Location
- 1005 N. Oak Park Blvd. Pismo Beach, San Luis Obispo County, CA 93449 United States

Information
- School type: Private religious K-12
- Motto: "We are more than Conquerors…"
- Religious affiliation: Christian
- Denomination: Non-denominational Christianity
- Established: September 1971
- Status: Open
- Principal: Tom Olmstead, Head of School
- • Grade 12: 12 (2008)
- Student to teacher ratio: 17
- Hours in school day: 5.8 hours for secondary students (seven 50-minute class periods)
- Athletics: Basketball (boys and girls), Football (boys), Softball (girls), Baseball (boys), Beach Volleyball (girls), and Volleyball (boys and girls)
- Mascot: Conqueror
- Accreditation: Association of Christian Schools International
- Affiliation: Association of Christian Schools International
- Information: (805) 489-1213 Phone (805) 489-5394 Fax
- Website: Official Web Site

= Coastal Christian School (California) =

Private religious school in Pismo Beach, California, United States

Coastal Christian School is a private, non-denominational Christian school from Kindergarten through 12th grade. The school's new permanent campus is in the Oak Park area of Pismo Beach, California.

==History==
Coastal Christian School was originally incorporated in 1971 as Central Coast Christian Academy on the site of the First Presbyterian Church of Arroyo Grande. It was started by parents interested in providing Christian education and was established as a missionary outreach of the church. In September 1971, the school opened with four teachers and an enrollment of 39 students in grades K-6. In January of the same year, junior-high classes were added. In 1978, the academy added its high-school program and graduated its first four seniors in 1979.
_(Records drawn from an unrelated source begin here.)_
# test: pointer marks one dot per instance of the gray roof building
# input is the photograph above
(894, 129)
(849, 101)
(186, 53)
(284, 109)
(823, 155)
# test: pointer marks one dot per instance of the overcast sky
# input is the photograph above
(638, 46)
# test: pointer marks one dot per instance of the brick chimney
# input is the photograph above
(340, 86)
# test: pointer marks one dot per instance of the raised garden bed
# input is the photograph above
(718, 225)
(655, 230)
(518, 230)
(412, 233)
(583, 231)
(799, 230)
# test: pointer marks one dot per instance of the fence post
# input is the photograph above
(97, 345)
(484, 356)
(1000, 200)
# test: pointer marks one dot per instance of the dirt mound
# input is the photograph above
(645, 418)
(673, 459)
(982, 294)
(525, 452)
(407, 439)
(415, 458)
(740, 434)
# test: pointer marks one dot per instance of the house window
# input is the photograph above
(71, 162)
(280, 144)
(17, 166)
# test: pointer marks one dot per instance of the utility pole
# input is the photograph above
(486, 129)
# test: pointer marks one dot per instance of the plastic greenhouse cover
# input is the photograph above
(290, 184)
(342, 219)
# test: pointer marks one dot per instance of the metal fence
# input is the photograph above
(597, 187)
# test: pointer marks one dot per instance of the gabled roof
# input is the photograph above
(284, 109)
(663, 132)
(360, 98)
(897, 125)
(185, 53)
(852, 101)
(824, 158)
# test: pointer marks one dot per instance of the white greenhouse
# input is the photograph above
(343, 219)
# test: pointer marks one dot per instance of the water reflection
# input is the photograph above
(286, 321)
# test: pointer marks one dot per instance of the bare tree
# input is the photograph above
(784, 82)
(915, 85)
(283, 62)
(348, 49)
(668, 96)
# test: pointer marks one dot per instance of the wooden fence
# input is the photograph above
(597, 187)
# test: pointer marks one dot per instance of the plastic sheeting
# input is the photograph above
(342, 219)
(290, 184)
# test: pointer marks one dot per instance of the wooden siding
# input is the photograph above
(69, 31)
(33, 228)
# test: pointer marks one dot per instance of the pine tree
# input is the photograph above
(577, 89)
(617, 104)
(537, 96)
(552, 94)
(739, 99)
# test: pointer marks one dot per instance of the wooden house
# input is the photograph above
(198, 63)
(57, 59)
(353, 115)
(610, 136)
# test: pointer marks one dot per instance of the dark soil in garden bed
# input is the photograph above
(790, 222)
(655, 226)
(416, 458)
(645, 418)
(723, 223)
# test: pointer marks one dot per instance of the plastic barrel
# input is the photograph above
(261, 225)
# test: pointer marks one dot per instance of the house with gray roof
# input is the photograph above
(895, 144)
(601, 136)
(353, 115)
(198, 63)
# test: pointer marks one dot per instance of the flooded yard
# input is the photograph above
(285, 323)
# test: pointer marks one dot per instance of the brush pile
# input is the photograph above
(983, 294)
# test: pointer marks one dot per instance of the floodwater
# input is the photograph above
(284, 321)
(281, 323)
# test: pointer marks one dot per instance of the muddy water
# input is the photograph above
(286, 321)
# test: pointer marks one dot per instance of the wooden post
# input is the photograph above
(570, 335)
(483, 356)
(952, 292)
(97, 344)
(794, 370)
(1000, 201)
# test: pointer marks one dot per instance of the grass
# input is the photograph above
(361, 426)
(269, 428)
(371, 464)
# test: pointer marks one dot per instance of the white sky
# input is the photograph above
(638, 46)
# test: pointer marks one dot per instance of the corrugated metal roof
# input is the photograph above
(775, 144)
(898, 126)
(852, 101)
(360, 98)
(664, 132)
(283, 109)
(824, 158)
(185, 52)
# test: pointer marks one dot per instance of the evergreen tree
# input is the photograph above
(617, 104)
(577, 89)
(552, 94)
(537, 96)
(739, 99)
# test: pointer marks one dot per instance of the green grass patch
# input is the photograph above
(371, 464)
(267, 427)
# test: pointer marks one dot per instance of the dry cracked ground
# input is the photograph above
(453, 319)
In 1980, the church separated from the Presbyterian Church and changed its name to Grace Bible Church. The school continued, but with a multi-church sponsorship. In 1986, the school became the Coastal Christian School. The old site became the Lopez High School, and CCS moved temporarily to the Landmark Missionary Baptist Church. The school's new Oak Park Campus is off of Oak Park Boulevard in Pismo Beach. The campus is on a 28 acre parcel overlooking the Arroyo Grande Valley, adjacent to the shared Pismo Beach and Arroyo Grande city limit line.

==Curriculum==
Coastal Christian School teaches grades Kindergarten through twelfth grade. Grade levels 1-6 provide an elementary education, and 7-12 cover secondary education topics.

===Kindergarten===
Kindergarten is a full-day, fully integrated program. Phonics and sight sounds of letters are taught, as well as social skills in light of God's Word.

===Elementary===
First through sixth grades teach an academic program emphasizing the fundamentals of learning. Traditional methods such as phonics, memorization, penmanship, grammar, and mathematics are used to teach the courses. Music, weekly chapel, intramural sports, and field trips add variety and fun to the academic program. Students may also participate in ACSI-sponsored academic competitions.

===Secondary===
The secondary studies at CCS form a college preparatory program. Seven 50-minute classes are taught each day.
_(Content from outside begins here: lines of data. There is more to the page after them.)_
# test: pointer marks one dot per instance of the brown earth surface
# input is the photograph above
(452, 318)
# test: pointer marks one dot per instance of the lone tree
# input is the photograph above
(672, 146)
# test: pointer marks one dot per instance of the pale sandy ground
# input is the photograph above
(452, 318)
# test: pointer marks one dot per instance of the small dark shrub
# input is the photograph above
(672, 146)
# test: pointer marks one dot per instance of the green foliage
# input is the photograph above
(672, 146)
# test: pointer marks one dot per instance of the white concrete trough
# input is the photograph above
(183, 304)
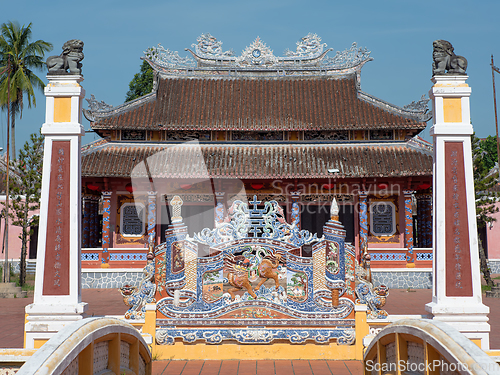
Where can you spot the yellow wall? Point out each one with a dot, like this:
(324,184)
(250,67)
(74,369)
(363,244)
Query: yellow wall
(62,109)
(452,109)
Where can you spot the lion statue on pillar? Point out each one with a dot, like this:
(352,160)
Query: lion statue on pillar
(446,60)
(69,59)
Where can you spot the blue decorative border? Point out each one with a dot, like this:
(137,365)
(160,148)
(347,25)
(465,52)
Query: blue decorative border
(167,336)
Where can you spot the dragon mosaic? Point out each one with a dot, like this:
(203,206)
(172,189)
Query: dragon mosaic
(254,285)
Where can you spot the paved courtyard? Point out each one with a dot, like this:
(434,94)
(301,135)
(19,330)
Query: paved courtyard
(109,302)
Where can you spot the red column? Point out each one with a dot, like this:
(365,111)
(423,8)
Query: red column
(410,256)
(106,230)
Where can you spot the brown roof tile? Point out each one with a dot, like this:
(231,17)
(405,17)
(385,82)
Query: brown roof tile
(255,161)
(288,103)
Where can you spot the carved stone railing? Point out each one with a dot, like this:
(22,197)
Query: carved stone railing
(426,347)
(91,346)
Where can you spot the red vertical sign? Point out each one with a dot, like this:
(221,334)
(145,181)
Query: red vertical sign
(56,271)
(458,267)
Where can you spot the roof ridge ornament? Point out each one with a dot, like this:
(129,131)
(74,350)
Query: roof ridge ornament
(309,46)
(257,53)
(348,58)
(167,58)
(209,46)
(309,57)
(419,106)
(96,106)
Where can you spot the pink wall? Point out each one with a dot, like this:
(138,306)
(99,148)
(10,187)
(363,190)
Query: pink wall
(493,237)
(14,240)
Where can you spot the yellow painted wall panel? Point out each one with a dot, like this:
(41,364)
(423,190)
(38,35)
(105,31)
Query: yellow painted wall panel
(62,109)
(452,109)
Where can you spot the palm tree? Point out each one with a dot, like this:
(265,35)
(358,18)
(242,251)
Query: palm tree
(24,56)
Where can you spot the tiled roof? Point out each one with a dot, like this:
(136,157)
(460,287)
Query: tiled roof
(285,103)
(248,161)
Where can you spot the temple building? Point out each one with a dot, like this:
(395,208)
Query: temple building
(296,129)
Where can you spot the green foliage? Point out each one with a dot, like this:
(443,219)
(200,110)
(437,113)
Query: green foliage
(25,192)
(485,183)
(19,56)
(141,84)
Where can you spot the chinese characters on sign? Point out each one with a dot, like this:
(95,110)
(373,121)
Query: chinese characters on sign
(56,272)
(458,269)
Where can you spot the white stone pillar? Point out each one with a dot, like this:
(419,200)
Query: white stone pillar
(456,297)
(57,299)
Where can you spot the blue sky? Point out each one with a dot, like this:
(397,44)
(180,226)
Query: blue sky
(398,32)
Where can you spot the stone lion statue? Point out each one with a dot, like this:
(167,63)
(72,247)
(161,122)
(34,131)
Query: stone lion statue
(69,59)
(446,60)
Students in seventh and eighth grade are required to take courses in the Bible, English, history, math, science, and physical education. Elective courses include the arts, computers, horticulture, music, Spanish, and speech.

During the ninth through twelfth grades, the focus on a college preparatory curriculum increases as students are prepared to meet the entrance requirements for the University of California system and other colleges and universities. The school provides career and college counseling and Biblical answers that students can use in their future endeavors.

High school course options include:
- Bible and religious studies
- Biological sciences: anatomy, biology, marine biology, and physiology
- Communications: English and foreign languages
- Mathematics: algebra through calculus
- Physical education: California Interscholastic Federation (CIF) sports
- Physical sciences: physics, chemistry, and geology
- Social sciences and humanities
- Special interests: choir, student government, and yearbook

In addition to college prep courses, secondary students participate in a variety of activities, including weekly chapel services, a luau, a winter formal, a spring banquet, an end-of-the-year BBQ, several day trips to beaches, hiking areas, and other outdoor learning areas.

Each fall, all of the secondary students travel to the nearby Lopez Canyon Conference Center for an annual Spiritual Emphasis Camp. On alternating years, the eighth and ninth grade students travel on an educational trip to Washington D.C., and the eleventh and twelfth grade students take an educational trip to Europe.

The twelve graduating seniors in 2008 had shared classes since elementary school.